At the entrance to the Sagrada Familia Catholic secondary school, located in front of the cathedral, the situation became lively mid-morning, when several neighbors gathered to vote in the gigantic ballot box. Rafal Toczko, a supervisor at a private company, marked Hapunowicz’s name “because he is a hard-working person.” The man, 36 years old, has a very low opinion of Donald Tusk’s Government: “he is a terrible mix and without any type of control.”
The mayor of Warsaw, Rafal Trzaskowski, who swept the first round, was supporting Sitnik a few days ago. “He is a great worker and he has a lot of experience in local government. He led Siedlce during the PiS mandate, which snatched 600 million zlotys (139 million euros) from the city,” said the KO leader.
Oskar Pajda, an 18-year-old high school student who voted for KO in October, disagreed yesterday: “He is not managing well; “He said that we had to save money and he has not made investments.” Slawek, a municipal employee who withholds his last name, defended the mayor’s management, but believed that the support he has received from KO could work against him. “In the previous elections he ran as an independent. In Siedlce people vote more for PiS, although they lost in 2018 because people were fed up with the enormous debt they created and that we still carry,” he explained in the deserted building where the mayor’s office is located.
In the elections on April 7, PiS won votes in seven regional assemblies, compared to nine for KO, a better result than the polls predicted. At the national level, the ultraconservatives were also the first force, with 34%, slightly below the October parliamentary elections. Although the result would not have been enough for him to govern now, it served to demonstrate his strength and silence those who thought they were dead. The liberals could not declare the overwhelming victory they expected, but they celebrated that they continued to gain a majority.
PiS Strength
“PiS remains a large organization, with a strong electorate,” according to the political scientist from the University of Warsaw. The main reason why he has sustained his support, Biskup believes, is that he toned down his tone and attacks, after the extremely toxic campaign in October and a very turbulent transfer of power. Their voters are also more faithful and disciplined.

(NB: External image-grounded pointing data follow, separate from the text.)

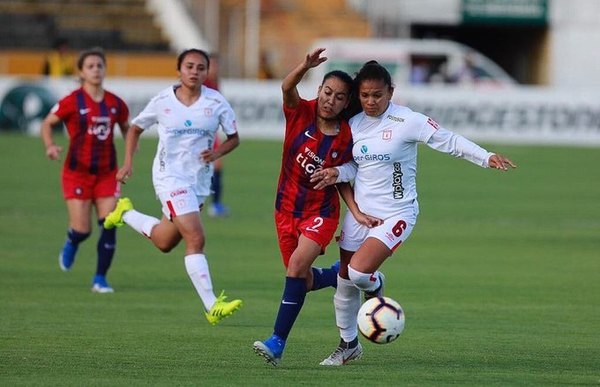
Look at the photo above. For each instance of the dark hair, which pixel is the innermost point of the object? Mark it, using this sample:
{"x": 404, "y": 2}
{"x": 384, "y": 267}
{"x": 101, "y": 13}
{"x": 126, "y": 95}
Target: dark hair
{"x": 95, "y": 51}
{"x": 341, "y": 75}
{"x": 183, "y": 54}
{"x": 371, "y": 70}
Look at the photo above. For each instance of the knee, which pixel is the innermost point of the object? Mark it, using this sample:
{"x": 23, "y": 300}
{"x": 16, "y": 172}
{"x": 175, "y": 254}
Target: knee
{"x": 164, "y": 247}
{"x": 363, "y": 281}
{"x": 195, "y": 242}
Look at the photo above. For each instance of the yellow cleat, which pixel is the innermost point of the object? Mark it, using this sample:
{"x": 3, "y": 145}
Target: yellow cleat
{"x": 222, "y": 309}
{"x": 115, "y": 218}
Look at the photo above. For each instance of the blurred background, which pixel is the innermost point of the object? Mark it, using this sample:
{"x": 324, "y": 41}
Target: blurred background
{"x": 539, "y": 53}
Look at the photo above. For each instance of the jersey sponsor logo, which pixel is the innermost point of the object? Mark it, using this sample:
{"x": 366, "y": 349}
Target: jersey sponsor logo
{"x": 433, "y": 124}
{"x": 386, "y": 135}
{"x": 304, "y": 159}
{"x": 191, "y": 131}
{"x": 397, "y": 181}
{"x": 371, "y": 156}
{"x": 307, "y": 134}
{"x": 178, "y": 192}
{"x": 394, "y": 118}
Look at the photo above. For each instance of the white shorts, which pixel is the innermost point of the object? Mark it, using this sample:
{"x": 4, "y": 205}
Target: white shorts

Turnout on April 7 was 51.9%, well below October’s record of over 74%. Biskup believes that there is political fatigue, in addition to some disappointment among groups such as young people and women due to the delay or lack of fulfillment of electoral promises. “It was not a red card, but it was a yellow card for the Government,” he said. This Sunday, at 5:00 p.m., the turnout at the polls was even lower than two weeks ago: 33.1%, six points less than then at the same time. With his sights already set on the European elections in June, Tusk tried to encourage voters with a message in X. “We cannot afford low participation,” urged the prime minister.